Circuit Court, D. Massachusetts.

Feb. 4, 1878.

PATENTS—NOVELTY.

The invention claimed in letters patent issued to George K. Snow, December 17, 1872, numbered 134,105, for machine for uniting paper and cloth: Held, not invalid for want of novelty.

[This was a bill in equity by George K. Snow against George W. Tapley for the infringement of letters patent No. 134,105, granted to complainant December 17, 1872.]

Chauncey Smith and Benjamin F. Thurston, for complainant.

Charles F. Blake, Edmund Wetmore, and William A. Jenner, for defendant.

SHEPLEY, Circuit Judge. In this case upon a review of the evidence, I find:

First That the letters patent issued to complainant, December 17, 1872, numbered 134,105, are not void by reason of any anticipation of the invention therein described by the description in the English letters patent to Eugene Corliss, or by any use proved in the case of the Corliss machine.

Second. That the Gibson machine, set up in the answer of the defendant, was not an abandoned experiment or an abandoned machine, the disuse of the machine for a time, proved in the case, being satisfactorily accounted for by proof of circumstances connected with demand and supply of the product and independent of the efficiency of the mechanism, and, therefore, that the use of the Gibson machine was, and is, open to the defendant

Third. That a material and essential step in the process of continuously uniting paper and cloth taken from separate rolls or packages described in the patent of the complainant and in the first claim of the letters patent issued to him, is the process of applying paste or other adhesive material to the cloth alone, by passing the cloth through or past the paste in the manner and by the instrumentalities 734described in the specifications and drawings of said patent.

Fourth. I do not find in any contrivance proved to exist prior to Snow's invention, or in any process proved to have been practised prior to the invention of his process or art, any anticipation of Snow's process as a whole, treating his mode of applying the paste to the cloth, as I have in the third clause, as an essential element in his process.
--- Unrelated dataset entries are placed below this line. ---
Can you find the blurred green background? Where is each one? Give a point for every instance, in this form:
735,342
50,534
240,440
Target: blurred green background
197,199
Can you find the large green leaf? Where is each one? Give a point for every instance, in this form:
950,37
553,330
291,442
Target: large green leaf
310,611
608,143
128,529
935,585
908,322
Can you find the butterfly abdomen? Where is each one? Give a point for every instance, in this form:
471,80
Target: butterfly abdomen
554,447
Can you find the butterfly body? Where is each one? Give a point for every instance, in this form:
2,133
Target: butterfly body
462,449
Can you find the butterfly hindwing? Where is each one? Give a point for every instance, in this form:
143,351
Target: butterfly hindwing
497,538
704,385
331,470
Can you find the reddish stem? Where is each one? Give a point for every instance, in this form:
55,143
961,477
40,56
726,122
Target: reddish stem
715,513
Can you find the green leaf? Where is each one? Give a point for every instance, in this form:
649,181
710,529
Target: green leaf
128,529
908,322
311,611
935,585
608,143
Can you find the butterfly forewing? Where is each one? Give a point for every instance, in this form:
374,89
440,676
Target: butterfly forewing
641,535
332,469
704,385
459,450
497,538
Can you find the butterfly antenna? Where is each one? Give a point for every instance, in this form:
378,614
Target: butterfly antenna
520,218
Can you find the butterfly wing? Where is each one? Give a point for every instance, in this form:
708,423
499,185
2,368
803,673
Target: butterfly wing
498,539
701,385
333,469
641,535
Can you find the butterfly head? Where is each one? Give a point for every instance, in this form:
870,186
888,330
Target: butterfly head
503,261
Fifth. I allow the defendant to amend his answer (motion for leave so to do having been made before final argument), to allege that the patentee has forfeited his right to a patent, by allowing the invention to be in public use and on sale in this country for more than two years before the application for the patent was made.
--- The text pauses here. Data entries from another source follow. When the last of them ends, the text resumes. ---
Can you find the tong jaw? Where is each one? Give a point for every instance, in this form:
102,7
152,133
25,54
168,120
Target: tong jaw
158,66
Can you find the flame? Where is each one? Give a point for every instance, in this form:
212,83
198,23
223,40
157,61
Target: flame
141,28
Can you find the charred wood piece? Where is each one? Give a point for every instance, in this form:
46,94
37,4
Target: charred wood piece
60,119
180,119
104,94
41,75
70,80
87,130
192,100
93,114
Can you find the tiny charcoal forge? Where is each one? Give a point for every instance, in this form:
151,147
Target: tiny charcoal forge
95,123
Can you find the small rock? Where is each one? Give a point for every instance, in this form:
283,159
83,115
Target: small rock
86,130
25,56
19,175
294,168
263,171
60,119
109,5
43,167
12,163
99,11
Sixth. An interlocutory decree will be drawn up and submitted to the court in accordance with these findings; the case, after the amended answer is filed, will be opened for the taking of testimony by either party for the space of sixty days thereafter, on the issue solely of prior public use and sale, and no other issue; such amended answer to be filed within ten days.

1 [Reported by Hubert A. Banning; Esq., and Henry Arden, Esq., and here reprinted by permission.]